I've never used a Husqvarna, but from what I've heard, they are nice machines. She didn't post any pics, but I'm guessing it must be like brand new. Knowing it's been sitting for so long, I'm pretty sure it will need a new carb kit and fuel lines. Probably that's about it.

I live in Pittsburgh, where we rarely get huge snowfalls. So I'm a bit hesitant to buy this machine b/c I don't know if it will sell. 5-8 hp units seem to be the way to go. This one is 11hp. It's a beast!

So for $150, if it looks clean...do you think I should pull the trigger and get it? Any other concerns?

Thanks,

Jeff


----------



## Relli1130

Anyone? General thoughts on Husqvarna?...


----------



## YSHSfan

I used to have a brand new Husqvarna 1830 wheeled unit.

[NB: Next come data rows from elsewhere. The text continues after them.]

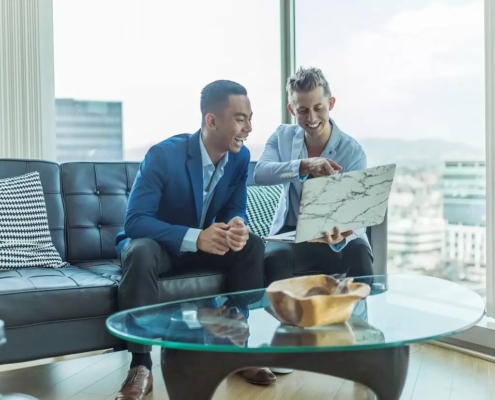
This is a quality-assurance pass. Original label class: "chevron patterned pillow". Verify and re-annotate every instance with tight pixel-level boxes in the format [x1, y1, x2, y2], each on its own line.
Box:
[0, 172, 69, 270]
[247, 185, 282, 237]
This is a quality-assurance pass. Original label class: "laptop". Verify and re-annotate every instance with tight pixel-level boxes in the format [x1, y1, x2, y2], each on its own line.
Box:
[264, 164, 396, 243]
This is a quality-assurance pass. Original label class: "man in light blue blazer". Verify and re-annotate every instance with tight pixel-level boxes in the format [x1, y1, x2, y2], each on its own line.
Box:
[116, 80, 276, 400]
[254, 68, 373, 284]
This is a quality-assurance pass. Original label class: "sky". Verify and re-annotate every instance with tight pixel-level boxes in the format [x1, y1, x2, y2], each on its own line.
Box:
[54, 0, 485, 159]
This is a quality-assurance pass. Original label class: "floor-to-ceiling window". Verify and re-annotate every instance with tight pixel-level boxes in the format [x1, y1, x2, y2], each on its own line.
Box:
[53, 0, 281, 161]
[295, 0, 487, 296]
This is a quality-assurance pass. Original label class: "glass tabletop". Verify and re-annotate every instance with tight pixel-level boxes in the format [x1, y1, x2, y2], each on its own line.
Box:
[107, 275, 485, 352]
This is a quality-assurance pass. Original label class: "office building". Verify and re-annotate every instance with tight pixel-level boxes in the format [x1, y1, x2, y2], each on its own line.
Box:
[55, 99, 123, 162]
[442, 161, 486, 273]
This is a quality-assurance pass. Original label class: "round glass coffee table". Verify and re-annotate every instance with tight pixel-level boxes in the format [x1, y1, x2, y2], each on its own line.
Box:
[107, 275, 485, 400]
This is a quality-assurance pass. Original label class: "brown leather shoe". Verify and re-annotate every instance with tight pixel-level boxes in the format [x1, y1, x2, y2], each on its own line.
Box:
[239, 368, 277, 385]
[115, 365, 153, 400]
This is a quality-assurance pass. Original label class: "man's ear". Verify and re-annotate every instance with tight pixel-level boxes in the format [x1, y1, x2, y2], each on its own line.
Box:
[328, 97, 336, 111]
[287, 103, 296, 117]
[205, 113, 217, 130]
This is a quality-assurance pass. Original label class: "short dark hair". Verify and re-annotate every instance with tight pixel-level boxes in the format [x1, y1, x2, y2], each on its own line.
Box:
[200, 80, 247, 126]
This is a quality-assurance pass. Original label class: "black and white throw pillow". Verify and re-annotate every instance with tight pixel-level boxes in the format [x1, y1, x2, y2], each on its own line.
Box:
[0, 172, 69, 270]
[247, 185, 282, 237]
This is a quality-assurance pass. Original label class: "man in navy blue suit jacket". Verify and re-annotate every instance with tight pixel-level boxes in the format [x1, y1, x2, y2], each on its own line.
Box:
[116, 81, 272, 400]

It came with the auger housing somewhat twisted, they replaced it with a newone, but still one skid was higher than the other. I had it for a winter and sold it at the end of it. I did not like the way it moved, most of the time it pulled for one side.
On the other hand if the information is accurate on the blower, I'd buy it for $150 for a resale I think you have room for a profit. Just make sure that you check what you can before you pick it up. :smiley-confused009: :smiley-confused009: :smiley-confused009:


----------



## Relli1130

Got it for $100. super clean. Hoping it just needs a carb cleaning.


----------



## YSHSfan

It looks very clean, I think you did very good. :smiley-confused009: :smiley-confused009: :smiley-confused009:


----------



## PixMan

Wow. Nice condition for $100!

You'll love it. Because it may be an AYP era machine, just stay on top of maintenance and you'll be fine. Go around it every now & then and retighten every nut & bolt on it. That is what led to the downfall of my 10530SBE. It just shook itself apart. If the previous owner and I had paid attention to that I might still have the machine.


----------



## Drift-King

Looks like you "stole" it. Great find.


----------



## micah68kj

You''ll have *no problem* selling it for $500.00. As soon as you get it all set up, the oil changed, belts, skid shoes adjusted and etc. Post it on Cl and it'll sell. You may want to wait till the end of the month (sept).


----------



## 43128

you definetley stole it. those are some of the best big box machines you can get next to ariens and toro models


----------



## GoBlowSnow

WOW that thing is beautiful!!


----------



## bullgod

post it up in the north states get more for it then 500.. easy 1000 to 1500 machine ...


----------